Valerie mentioned that in addition to providing better access to weather data, this pilot could lead to opening up spectrum band for a next-gen 5G network. Let’s talk a little bit more about that.

Valerie: One thing we know for sure is that demand for data connectivity is set to surge in the years ahead as the Internet of Things continues to skyrocket.  The primary interaction most people have with wireless networks, of course, is our phones, and by some measures, a 5G network would make download speeds up to 100 times faster.

But Ligado’s focus is on industrial 5G.  We see this as the critical infrastructure we need to grow our economy.  Just like trucks get slowed down on crumbling roads, our economy will get choked if we don’t invest in faster, more reliable networks that reach more people in more parts of the country. 

Geoff: And the critical use cases for the industrial Internet of Things are endless.
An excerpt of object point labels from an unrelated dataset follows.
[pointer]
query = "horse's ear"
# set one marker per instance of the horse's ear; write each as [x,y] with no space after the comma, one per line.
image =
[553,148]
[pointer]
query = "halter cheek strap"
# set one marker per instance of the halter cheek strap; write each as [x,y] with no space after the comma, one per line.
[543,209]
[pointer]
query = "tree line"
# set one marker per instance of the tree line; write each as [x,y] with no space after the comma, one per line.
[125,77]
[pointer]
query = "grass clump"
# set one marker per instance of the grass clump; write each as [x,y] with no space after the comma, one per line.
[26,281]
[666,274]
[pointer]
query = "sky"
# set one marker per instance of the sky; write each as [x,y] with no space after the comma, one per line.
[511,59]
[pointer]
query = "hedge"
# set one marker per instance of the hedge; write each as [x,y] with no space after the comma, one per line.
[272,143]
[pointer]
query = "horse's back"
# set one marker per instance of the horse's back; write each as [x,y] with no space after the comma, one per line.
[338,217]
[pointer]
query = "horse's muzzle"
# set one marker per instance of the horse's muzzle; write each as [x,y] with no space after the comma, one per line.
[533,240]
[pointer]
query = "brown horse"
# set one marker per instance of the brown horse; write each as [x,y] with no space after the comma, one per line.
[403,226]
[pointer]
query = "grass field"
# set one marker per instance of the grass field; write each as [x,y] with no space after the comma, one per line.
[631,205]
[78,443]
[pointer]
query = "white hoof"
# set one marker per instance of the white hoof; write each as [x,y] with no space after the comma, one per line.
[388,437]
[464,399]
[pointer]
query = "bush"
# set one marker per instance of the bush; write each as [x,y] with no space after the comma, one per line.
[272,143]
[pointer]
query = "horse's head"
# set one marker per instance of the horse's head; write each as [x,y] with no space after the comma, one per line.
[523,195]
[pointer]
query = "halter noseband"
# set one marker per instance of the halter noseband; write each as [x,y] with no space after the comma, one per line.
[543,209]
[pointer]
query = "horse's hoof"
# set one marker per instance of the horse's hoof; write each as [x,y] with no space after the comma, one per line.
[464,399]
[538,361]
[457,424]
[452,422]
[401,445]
We’re talking about enabling and improving transportation solutions, public safety, and energy networks, for example.  One example I like to talk about is companies that deploy helicopters as air ambulances to assist the critically injured.  With a next-gen network in place, these companies can relay critical information from the helicopter to the hospital.  So the hospital will know with precision not just when the patient is scheduled to arrive, but they will also be able to monitor all the patient’s vitals in real-time right along with the helicopter crew, so that there will be no interruption of care.

Valerie: And as Geoff said, there are so many similar examples.  Right now, freight trains run through many parts of the country with limited or even no wireless network.  If we can take those areas from no coverage to next-gen 5G coverage, we’ll vastly improve communications and tracking between train and control center – which will create new efficiencies, and most importantly, make each trip safer.  What’s most exciting is that we can envision many of the benefits of building out the next-gen 5G network, but then there are all the breakthroughs we can’t even imagine yet.  The next few years will see an absolute explosion in technological innovation that will make our lives safer and better.  We just need to make sure the infrastructure is there to support it.